Although there are limited property-rentals and package tours available, most backpackers in Panama will find themselves staying in a hostel or guesthouse as the cheapest and often most sociable accommodation. There are a number of websites catering specifically for this try Hostels.com, Hostelworld.com, or HostelBookers.com.
In provincial Panama, it is not unlikely you'll find yourself in a place where there's no official 'tourist accommodation' option and even in the city, there's often a very fine line between a family-run guesthouse and staying in a family's spare room. This tends to be a positive thing as with a little asking-around you can often find cheap accommodation with a friendly host, although the practice is dying out as tourism grows and the spread of official hostels and of course, international hotel chains continues.
It is rarely necessary to pre-book a hostel or hotel in Panama, though many have websites and it can be reassuring to do so for your first nights in a town. When visiting for feast days and carnival this is also advisable.

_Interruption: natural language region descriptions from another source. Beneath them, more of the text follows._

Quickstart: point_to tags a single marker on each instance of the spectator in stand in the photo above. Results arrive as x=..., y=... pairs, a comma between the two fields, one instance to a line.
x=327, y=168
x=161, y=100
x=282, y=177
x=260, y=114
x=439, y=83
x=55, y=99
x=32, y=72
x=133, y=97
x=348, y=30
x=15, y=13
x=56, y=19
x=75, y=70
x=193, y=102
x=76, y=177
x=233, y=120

A number of websites also offer rental accommodation in Panama, although these can be bland and overpriced. Nonetheless, international companies such as Holiday Lettings or the Travel Library will be reliable.

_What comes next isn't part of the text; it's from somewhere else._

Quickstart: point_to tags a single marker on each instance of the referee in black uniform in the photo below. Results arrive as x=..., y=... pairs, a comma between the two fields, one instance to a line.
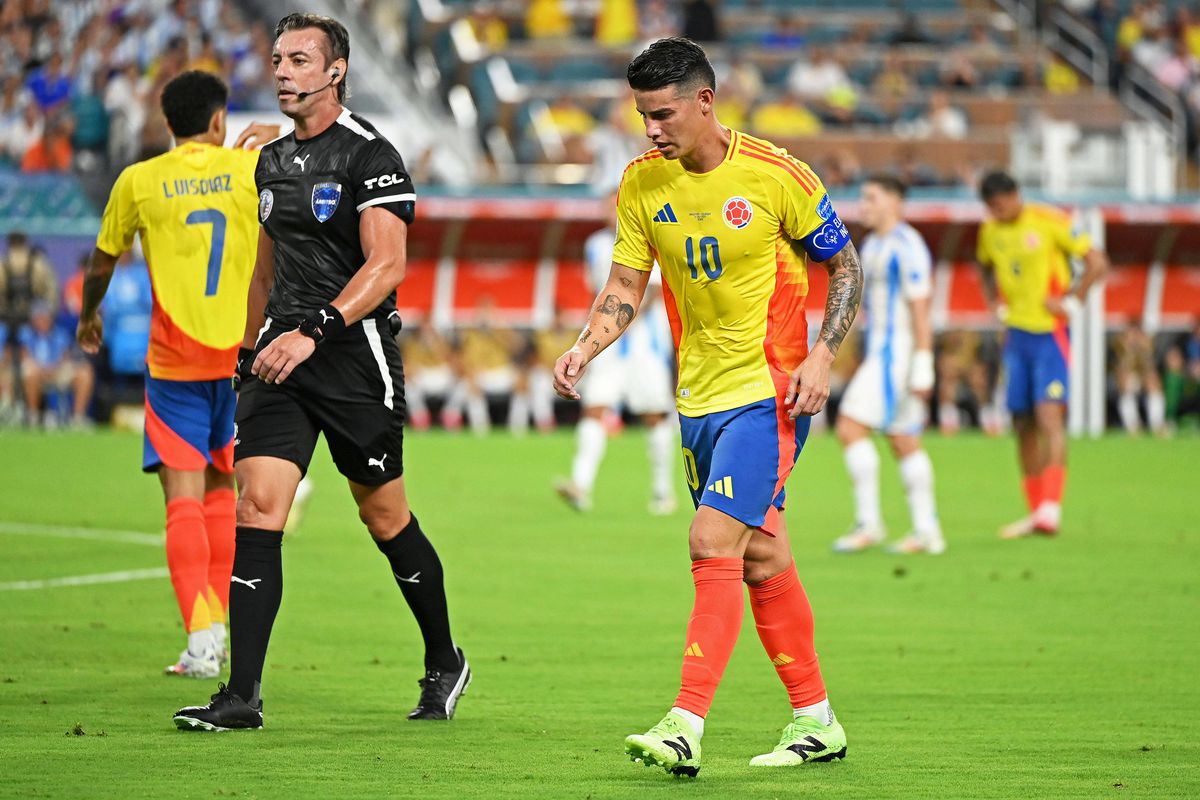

UK residents can apply for a comprehensive, up-to-date report on health issues for travellers in Panama. The personal report, which includes recommended vaccinations, foreign office travel health advice, advice on seasonal diseases and up-to-date health news, is available from the Medical Advisory Services for Travel Abroad (MASTA). The MASTA website also has details of locations of travel clinics to visit before you leave.
Broadly speaking, Panama is a fairly safe country to travel to health-wise, so long as you don't take any foolish risks. Make sure you are vaccinated before you travel and carry a certificate of vaccinations with you. Current UK advice counsels Hepatitus A, Typhoid and Yellow Fever vaccinations for all travellers, as well as a number of others including Rabies for travellers who will be visiting at-risk areas or living long-term in Panama or Latin America. Check with your doctor or nhsdirect.nhs.uk (in the UK) for up-to-date advice.
Similarly, medical care in Panama is generally of a good standard. Clinics in Panama City are high-quality and will usually have at least one English-speaking doctor on hand. Outside the city, facilities are fewer and further between, and it's probably best to travel back to the capital for any non-emergency treatment.
However, it is not normally necessary to shell out on any premium-level insurance packages. The type of cover you choose will depend on your planned activities. Speak to an agent mentioning the areas you plan to visit and what you plan to do there, and they will be able to advise you on the best cover.